Describing types of source control systems
Centrailized source control
- Based on the idea that there's a single "central" copy of project somewhere (like server).
- Programmers check in (commit) their changes to central copy.
- Version control tool can talk to the central copy and retrieve any version they need on the fly.
Most popular centralized version control systems are:
- Team Foundation Version Control (TFVC),
- CVS,
- Subversion (SVN),
- Perforce.
Strengths | Best used for |
---|---|
Easily scales for very large codebases | Large integrated codebases. |
Granual permission control | Audit & Access control down to a file level. |
Permits monitoring of usage | Hard to merge file types. |
Allows exclusive file locking | - |
Typical centralized source control workflow
- Get the latest changes other people have made from the central server.
- Make your changes and make sure they work correctly.
- Check in your changes to the main server so that other programmers can see them.
Distributed source control
Most popular distributed version control systems:
- Git,
- Mercurial,
- Bazaar.
Strengths | Best used for |
---|---|
Cross Platform support | Small & Modular codebases. |
An open source friendly code review model via pull requests | Evolving through open source. |
Complete offline support | Highly distributed teams. |
Portable history | Teams woring accross platforms. |
An enthusiastic growing user base | Greenfield codebases. |
Advantages over centralized source control
- Doing actions other than pushing and pulling changesets is fast because the tool only needs to access the local storage, not a remote server.
- Committing new changesets can be done locally without anyone else seeing them. Once you have a group of changesets ready, you can push all of them at once.
- Everything but pushing and pulling can be done without an internet connection.

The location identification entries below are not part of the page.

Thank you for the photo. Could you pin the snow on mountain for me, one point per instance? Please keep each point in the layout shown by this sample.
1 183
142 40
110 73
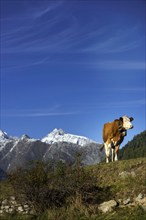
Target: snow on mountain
58 135
57 145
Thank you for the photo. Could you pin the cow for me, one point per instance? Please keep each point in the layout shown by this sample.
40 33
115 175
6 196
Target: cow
113 135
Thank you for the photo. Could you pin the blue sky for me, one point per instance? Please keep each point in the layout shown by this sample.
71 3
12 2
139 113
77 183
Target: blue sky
72 65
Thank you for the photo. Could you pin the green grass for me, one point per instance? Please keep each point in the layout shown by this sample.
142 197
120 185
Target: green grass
112 186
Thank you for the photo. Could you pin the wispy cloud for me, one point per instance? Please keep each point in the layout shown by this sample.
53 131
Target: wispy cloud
40 114
121 65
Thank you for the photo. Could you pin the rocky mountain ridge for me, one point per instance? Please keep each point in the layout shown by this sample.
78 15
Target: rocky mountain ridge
57 145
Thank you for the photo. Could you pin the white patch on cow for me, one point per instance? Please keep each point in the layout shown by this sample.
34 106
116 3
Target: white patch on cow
107 151
126 123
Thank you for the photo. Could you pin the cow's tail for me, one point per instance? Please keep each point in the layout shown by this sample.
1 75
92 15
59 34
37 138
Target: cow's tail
102 146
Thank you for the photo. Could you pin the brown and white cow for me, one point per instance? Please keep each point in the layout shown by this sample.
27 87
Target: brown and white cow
113 135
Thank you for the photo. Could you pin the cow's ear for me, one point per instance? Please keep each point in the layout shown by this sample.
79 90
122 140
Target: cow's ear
121 119
131 119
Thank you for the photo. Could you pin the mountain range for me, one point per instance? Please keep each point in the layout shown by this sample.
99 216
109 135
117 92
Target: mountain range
57 145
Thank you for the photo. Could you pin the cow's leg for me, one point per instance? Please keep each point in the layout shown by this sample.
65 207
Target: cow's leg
113 154
107 151
116 153
113 150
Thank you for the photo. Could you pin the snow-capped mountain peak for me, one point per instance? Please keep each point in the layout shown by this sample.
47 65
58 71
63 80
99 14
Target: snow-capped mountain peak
58 135
3 135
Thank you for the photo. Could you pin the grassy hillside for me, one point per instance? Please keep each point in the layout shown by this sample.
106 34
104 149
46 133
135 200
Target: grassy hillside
135 148
76 192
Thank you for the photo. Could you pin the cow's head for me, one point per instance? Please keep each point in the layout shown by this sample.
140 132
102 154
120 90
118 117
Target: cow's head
127 122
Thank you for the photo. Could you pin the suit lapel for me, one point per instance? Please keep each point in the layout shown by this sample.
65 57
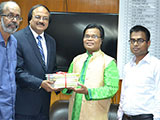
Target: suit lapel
34 46
48 48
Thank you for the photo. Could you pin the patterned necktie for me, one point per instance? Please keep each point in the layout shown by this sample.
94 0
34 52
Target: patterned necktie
40 47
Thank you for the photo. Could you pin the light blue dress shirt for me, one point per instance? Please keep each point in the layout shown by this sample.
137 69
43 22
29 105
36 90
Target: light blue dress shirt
8 61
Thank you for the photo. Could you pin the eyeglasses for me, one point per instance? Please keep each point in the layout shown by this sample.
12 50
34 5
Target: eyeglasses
92 36
43 18
139 41
11 17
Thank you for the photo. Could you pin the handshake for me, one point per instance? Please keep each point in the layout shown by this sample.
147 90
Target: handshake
63 79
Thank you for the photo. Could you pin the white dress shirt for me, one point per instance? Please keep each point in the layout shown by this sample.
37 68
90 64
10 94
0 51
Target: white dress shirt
140 93
43 42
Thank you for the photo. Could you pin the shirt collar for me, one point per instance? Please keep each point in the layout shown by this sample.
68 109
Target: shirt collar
94 53
146 59
10 39
35 34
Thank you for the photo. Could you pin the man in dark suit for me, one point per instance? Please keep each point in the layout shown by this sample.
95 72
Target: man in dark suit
34 61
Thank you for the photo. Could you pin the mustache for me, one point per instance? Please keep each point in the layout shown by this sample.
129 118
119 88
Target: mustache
40 23
13 24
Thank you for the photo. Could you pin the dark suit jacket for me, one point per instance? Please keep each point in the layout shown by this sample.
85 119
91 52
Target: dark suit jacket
31 71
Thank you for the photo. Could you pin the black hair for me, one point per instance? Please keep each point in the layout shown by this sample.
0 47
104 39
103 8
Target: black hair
141 28
34 7
99 27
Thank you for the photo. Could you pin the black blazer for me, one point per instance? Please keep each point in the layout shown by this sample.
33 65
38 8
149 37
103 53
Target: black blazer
31 71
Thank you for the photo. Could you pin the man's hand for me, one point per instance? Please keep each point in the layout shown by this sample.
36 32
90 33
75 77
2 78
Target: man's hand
82 90
47 85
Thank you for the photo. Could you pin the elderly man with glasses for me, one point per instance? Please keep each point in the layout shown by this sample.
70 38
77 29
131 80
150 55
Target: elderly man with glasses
9 22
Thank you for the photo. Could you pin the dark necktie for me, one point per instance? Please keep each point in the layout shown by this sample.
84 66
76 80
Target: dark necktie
40 47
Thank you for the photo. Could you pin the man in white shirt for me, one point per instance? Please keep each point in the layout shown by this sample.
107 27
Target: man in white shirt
141 83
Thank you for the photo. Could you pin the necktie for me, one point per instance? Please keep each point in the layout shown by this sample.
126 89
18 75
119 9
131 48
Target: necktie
40 47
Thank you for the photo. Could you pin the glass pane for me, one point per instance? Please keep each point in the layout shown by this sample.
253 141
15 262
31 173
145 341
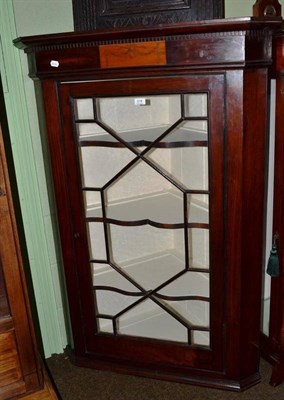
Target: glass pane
149 320
189 169
97 244
145 175
83 109
195 105
96 168
139 120
198 242
200 338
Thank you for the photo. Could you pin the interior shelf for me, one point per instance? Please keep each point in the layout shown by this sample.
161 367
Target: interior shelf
181 137
160 209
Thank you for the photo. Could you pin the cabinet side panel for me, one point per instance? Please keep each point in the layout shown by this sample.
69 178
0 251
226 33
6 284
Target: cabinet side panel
53 123
254 199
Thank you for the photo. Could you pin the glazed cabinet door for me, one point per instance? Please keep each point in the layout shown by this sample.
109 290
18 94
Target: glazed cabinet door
144 169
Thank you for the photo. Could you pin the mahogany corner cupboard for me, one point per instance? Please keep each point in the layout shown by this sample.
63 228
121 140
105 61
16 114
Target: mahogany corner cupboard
158 146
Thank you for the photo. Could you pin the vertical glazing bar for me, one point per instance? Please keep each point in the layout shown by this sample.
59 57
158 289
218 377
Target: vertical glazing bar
106 229
189 338
114 326
182 106
185 212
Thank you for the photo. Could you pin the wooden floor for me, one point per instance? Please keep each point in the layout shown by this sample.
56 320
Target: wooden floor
47 393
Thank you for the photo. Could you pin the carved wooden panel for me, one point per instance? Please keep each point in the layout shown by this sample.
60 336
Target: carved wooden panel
97 14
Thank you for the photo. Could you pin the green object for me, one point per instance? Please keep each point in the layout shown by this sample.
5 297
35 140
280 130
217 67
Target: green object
273 267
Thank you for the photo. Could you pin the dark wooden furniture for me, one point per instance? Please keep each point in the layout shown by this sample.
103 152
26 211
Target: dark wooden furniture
98 14
273 345
179 102
267 8
20 371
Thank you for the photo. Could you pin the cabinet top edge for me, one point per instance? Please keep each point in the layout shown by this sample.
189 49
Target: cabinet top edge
244 24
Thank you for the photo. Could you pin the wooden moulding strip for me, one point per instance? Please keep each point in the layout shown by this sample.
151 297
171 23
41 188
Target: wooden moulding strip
133 54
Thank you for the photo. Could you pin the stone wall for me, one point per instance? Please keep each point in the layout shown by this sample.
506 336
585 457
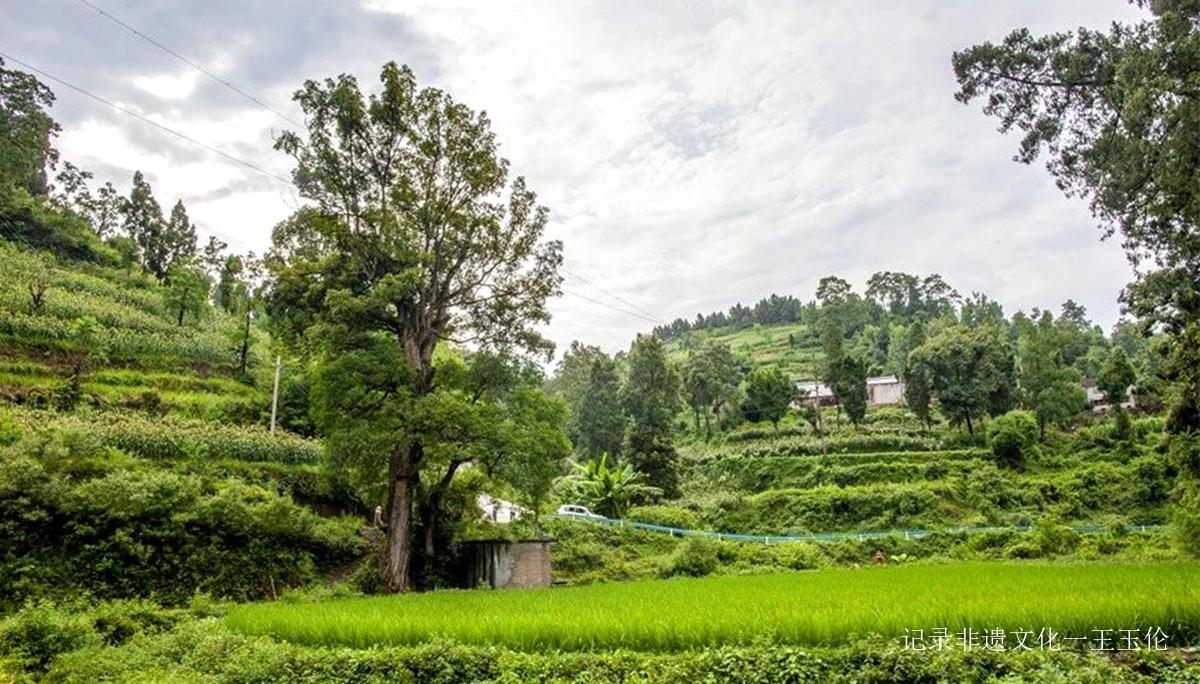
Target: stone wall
509 564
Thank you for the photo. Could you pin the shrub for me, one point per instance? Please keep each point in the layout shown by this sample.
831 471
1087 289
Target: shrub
666 516
81 517
37 633
1012 436
695 558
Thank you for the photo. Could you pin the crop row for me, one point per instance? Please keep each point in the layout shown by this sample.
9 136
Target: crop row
181 439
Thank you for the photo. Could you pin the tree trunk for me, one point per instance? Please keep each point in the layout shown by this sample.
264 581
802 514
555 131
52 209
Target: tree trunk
401 485
245 346
431 515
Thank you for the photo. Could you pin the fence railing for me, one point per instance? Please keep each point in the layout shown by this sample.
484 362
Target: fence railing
835 535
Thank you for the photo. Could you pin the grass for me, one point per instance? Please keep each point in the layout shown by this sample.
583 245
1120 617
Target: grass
821 607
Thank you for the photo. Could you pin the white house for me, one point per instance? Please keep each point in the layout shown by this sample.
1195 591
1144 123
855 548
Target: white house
814 390
498 510
883 390
1096 397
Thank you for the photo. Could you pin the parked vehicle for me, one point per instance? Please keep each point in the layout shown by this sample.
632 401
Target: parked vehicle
571 510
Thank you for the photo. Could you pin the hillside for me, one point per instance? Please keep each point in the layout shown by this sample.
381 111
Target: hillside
111 334
792 347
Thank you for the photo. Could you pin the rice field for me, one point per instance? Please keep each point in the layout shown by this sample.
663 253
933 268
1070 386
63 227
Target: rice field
815 609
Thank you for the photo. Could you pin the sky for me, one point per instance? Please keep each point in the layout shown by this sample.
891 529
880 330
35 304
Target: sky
693 155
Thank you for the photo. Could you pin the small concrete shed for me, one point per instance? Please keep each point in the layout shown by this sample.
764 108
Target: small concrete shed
503 564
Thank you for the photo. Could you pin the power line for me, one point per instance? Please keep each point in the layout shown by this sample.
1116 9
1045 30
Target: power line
147 120
647 316
615 295
625 311
192 64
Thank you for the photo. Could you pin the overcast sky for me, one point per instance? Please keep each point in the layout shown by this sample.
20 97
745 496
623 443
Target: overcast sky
693 154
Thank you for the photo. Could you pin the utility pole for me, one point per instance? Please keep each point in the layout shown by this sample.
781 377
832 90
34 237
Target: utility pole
275 393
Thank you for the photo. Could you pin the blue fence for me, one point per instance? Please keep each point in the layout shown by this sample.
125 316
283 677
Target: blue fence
832 535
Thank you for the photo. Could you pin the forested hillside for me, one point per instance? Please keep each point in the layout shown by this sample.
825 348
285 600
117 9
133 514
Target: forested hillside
222 467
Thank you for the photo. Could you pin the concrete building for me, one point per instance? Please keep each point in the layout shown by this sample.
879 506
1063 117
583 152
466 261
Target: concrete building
885 390
813 390
502 564
498 510
881 390
1096 397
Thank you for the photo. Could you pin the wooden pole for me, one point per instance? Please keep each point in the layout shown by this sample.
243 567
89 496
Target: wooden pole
275 393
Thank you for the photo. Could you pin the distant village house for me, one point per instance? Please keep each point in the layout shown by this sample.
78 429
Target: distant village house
881 390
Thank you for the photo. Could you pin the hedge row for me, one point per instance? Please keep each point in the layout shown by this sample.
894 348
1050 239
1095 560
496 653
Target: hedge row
204 651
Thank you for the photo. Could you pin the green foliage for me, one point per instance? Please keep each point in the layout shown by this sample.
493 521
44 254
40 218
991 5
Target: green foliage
1107 109
1011 438
696 557
607 487
970 370
169 439
209 652
187 289
25 132
82 517
711 379
850 387
651 397
665 515
768 395
599 421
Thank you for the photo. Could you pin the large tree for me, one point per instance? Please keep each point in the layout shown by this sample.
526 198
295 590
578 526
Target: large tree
970 370
711 378
768 395
600 421
1048 385
417 235
1116 113
144 223
652 399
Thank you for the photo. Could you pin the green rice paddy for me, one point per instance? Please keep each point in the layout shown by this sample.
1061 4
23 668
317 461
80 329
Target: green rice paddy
820 607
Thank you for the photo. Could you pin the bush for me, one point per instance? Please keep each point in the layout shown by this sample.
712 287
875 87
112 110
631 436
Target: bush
696 557
1012 436
79 517
666 516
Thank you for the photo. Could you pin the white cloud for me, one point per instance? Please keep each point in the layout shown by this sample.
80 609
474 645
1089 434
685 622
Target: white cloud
693 155
168 85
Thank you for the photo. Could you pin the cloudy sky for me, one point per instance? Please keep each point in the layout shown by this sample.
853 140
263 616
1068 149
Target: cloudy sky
693 154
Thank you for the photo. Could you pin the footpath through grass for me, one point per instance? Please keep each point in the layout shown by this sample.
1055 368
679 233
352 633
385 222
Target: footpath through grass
822 607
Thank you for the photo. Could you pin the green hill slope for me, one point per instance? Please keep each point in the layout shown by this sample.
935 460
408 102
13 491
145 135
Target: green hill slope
112 334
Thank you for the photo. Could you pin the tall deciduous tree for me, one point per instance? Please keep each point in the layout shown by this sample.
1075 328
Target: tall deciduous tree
970 370
652 399
179 240
144 223
187 291
27 132
711 379
850 387
768 395
1048 385
1117 115
418 235
600 421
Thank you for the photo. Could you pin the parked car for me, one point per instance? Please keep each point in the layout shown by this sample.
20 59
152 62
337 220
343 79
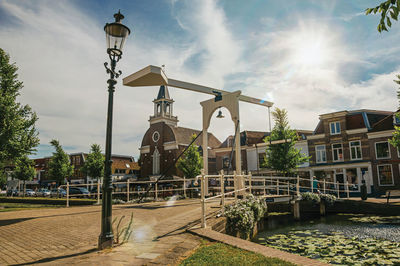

So, you can work on a plane, and you won't be forced to commit several bug fixes as one large changeset.
- Since each programmer has a full copy of the project repository, they can share changes with one, or two other people to get feedback before showing the changes to everyone.
Disdvantages over centralized source control
- If your project contains many large, binary files that can't be efficiently compressed, the space needed to store all versions of these files can accumulate quickly.
- If your project has a long history (50,000 changesets or more), downloading the entire history can take an impractical amount of time and disk space.